Concrete ways teams use Zerq for this scenario.

  • Let marketplaces and dropship partners sync catalog and orders

    Each partner gets access to the products they need (e.g. catalog read, order write) with their own rate limits. You avoid one partner overloading your systems; you see usage per partner for capacity and SLA discussions.

  • Reduce load on your PIM or OMS with caching

    Catalog and inventory read traffic can be cached at the gateway so repeated requests don’t hit your backend every time. You control cache rules per endpoint; writes and critical paths stay real-time.

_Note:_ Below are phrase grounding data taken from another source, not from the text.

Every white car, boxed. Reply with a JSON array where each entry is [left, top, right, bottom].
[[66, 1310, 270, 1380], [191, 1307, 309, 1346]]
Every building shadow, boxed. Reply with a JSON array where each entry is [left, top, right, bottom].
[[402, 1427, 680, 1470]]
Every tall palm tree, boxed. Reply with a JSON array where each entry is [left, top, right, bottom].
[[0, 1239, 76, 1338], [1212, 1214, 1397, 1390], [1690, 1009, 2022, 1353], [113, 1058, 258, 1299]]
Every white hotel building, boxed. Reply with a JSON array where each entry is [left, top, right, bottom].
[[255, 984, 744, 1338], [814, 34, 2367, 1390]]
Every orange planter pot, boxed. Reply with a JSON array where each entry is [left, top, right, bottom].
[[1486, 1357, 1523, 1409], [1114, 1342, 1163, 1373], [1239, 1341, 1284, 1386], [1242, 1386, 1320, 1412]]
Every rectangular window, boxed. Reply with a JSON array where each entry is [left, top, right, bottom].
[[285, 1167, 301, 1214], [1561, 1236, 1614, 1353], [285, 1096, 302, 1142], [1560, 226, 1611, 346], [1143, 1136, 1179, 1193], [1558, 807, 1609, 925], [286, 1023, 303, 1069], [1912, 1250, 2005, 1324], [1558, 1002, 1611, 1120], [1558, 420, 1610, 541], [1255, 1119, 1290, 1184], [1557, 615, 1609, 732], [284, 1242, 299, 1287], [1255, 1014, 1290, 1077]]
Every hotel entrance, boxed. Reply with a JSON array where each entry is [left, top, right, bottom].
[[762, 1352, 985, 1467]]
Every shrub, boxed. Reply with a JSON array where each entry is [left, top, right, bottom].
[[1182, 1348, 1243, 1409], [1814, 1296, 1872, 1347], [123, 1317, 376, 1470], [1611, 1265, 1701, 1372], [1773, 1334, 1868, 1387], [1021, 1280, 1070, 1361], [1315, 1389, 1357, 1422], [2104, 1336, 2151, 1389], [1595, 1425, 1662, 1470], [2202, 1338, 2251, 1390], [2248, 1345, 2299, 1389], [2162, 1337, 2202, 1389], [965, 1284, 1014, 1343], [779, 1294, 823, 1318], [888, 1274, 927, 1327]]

  • Scale through Black Friday without a single point of failure

    The gateway scales horizontally with multiple replicas; you roll out updates with zero downtime. Duplicate-request protection and idempotency keep order and inventory updates safe under retries and spikes.

Outcomes

  • Scalable partner API layer with predictable limits and visibility.
  • Reduced backend load via caching and duplicate protection.
  • Better observability for capacity planning and partner support.

How Zerq helps

  • API products and per-partner access: assign catalog, orders, and inventory to different products and partners with separate rate limits.
  • Optional response caching to reduce load on catalog/inventory backends; duplicate request protection for idempotent writes.
  • Workflow designer for routing and transformation: route by path or header (e.g. partner ID); optional code node for custom mapping.
  • Prometheus and structured logs: volume, latency, errors by product and partner; dashboards for capacity and partner SLAs.
  • Developer portal: partners get self-service keys, docs, and try-it; they only see the APIs they are allowed to use.
  • Multi-replica scaling and zero-downtime updates so gateway keeps up with peak (e.g. Black Friday) without single-point failure.
For architects & evaluators (technical context, requirements)

Technical context

Retail and e-commerce platforms expose catalog, inventory, and order APIs to marketplaces, dropship partners, and internal apps. Requirements include real-time or near-real-time sync, rate limiting per partner to protect backends, batch vs synchronous patterns (bulk inventory/orders vs single-item updates), and clear separation of commerce APIs from payments/shipping. Observability for capacity planning and partner-specific usage is essential.

Technical requirements

  • Per-partner rate limits and quotas; optional caching for catalog and inventory reads.
  • Support for both synchronous and batch-style traffic; idempotency for order and inventory updates.
  • Partner-specific products and scopes (e.g. catalog vs orders vs inventory).
  • Metrics and logs by partner and endpoint for capacity and SLA monitoring.
  • Stable API contract while backends (e.g. PIM, OMS) change; routing and optional transformation.